Majority of hypercholesterolaemia patients reaches target LDL-c with evolocumab
LDL-C Assessment w/ PCSK9 Monoclonal Antibody Inhibition Combined With Statin Therapy-2 (LAPLACE-2)
BackgroundDespite the efficacy of statins, their effect are not sufficient for all patients. Many patients do not achieve target levels for LDL-c with high doses of statins, and need other LDL-lowering medication. Evolocumab (AMG 145) is a human antibody against PCSK9. In phase 2 studies evolocumab was well tolerated and showed robust LDL-c reductions.
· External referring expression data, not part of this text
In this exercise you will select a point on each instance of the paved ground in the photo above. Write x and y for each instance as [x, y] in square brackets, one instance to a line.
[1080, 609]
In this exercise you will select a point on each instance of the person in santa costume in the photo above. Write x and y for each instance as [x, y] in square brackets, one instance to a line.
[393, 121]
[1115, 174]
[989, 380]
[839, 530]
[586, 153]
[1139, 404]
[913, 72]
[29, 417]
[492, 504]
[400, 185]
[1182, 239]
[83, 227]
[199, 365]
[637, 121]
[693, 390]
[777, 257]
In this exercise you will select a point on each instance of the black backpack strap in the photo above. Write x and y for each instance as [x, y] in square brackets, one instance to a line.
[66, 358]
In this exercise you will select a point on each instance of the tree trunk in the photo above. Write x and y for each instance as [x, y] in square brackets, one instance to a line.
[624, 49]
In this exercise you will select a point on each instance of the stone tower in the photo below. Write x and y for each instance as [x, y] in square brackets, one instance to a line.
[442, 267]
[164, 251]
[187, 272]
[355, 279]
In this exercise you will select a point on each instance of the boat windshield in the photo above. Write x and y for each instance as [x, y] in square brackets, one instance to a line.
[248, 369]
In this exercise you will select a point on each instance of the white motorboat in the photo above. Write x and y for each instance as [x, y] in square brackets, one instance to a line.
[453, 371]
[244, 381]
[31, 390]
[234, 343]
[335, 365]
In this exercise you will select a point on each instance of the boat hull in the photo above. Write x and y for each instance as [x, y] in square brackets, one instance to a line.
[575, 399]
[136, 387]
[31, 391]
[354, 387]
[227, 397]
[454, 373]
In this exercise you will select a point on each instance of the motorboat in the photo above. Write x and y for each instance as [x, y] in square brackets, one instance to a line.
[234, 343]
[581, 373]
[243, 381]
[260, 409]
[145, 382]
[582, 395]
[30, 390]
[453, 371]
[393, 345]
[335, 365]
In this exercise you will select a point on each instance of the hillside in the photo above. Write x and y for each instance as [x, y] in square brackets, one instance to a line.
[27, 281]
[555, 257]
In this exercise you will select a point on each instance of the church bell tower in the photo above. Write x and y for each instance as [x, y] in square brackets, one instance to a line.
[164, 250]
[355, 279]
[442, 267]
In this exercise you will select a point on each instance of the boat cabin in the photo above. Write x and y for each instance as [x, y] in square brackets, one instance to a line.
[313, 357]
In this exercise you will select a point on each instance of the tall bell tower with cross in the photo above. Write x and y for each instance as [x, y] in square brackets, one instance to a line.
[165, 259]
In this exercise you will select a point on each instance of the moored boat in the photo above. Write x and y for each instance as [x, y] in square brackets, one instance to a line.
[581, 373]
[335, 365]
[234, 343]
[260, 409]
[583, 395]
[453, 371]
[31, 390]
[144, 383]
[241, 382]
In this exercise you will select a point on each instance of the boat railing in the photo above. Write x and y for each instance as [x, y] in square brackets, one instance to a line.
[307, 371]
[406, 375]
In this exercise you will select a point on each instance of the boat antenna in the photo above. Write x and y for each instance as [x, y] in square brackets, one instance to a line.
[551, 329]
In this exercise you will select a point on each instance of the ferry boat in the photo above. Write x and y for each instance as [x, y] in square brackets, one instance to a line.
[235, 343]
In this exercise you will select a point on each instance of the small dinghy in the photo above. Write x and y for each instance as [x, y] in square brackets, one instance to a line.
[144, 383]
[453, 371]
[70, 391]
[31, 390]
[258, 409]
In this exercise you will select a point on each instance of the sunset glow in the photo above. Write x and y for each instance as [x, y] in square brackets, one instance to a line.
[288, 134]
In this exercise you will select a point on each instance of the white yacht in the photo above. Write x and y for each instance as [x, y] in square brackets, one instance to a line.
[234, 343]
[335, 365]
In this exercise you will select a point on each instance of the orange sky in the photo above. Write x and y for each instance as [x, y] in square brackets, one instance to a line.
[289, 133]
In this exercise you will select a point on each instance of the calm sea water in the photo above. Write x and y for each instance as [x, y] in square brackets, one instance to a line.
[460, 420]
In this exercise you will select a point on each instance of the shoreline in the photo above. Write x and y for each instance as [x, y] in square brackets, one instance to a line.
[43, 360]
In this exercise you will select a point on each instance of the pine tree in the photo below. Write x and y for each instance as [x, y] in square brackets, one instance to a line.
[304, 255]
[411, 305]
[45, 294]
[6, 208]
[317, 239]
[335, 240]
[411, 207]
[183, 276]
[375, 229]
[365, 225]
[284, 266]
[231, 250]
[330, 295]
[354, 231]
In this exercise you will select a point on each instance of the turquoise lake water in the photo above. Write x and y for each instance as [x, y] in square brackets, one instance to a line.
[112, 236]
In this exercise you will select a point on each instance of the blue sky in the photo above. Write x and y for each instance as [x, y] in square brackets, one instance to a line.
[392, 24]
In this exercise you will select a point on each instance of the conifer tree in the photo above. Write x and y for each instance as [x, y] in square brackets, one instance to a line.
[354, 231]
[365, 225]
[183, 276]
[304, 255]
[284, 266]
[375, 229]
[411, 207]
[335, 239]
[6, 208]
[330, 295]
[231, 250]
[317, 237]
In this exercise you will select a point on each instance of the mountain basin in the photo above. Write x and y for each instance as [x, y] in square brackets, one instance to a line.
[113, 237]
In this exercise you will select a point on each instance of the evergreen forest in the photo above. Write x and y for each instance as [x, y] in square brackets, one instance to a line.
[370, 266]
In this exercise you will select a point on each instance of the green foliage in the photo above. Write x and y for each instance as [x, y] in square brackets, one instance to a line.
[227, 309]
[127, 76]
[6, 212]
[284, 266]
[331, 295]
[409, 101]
In this randomised, multicenter study the tolerability and efficacy with respect to LDL-c of evolocumab was evaluated, in comparison to both placebo and ezetimibe, in hypercholesterolaemic participants on statins. The primary endpoint was percent change in LDL-c levels from baseline, after 12 weeks of treatment with a biweekly (140 mg, Q2W) of monthly (420 mg, Q4W) subcutaneous dose of evolocumab in addition to statin treatment, relative to placebo or ezetimibe.
- The mean reduction of LDL-c after 10 and 12 weeks was 63-75% with evolocumab (Q2W and Q4W), in comparison to placebo, while ezetimibe gave a reduction of 19-32% relative to placebo. This was seen in combination with more or less intensive statin regimes.
- In contrast to in the other treatment regimes, treatment with evolocumab caused the majority of patients to achieve target LDL-c (<70 mg/dL), both in Q2W and Q4W (86-94% with moderately intense and 93-95% with intense statin treatment).
- Strong reductions were also seen with evolocumab in non-HDL cholesterol (-58-65%) and ApoB (-51-59%) (Q2W and Q4W), irrespective of statin regime. Reductions with ezetimibe were around 20% and 30% for non-HDL-c and ApoB respectively.
- Lipoprotein(a) diminished with 21-36% on evolocumab (Q2W and Q4W, irrespective of statin regime), while other treatments did not show reductions.
- Evolocumab was tolerated at least as well as the statin and ezetimibe treatments.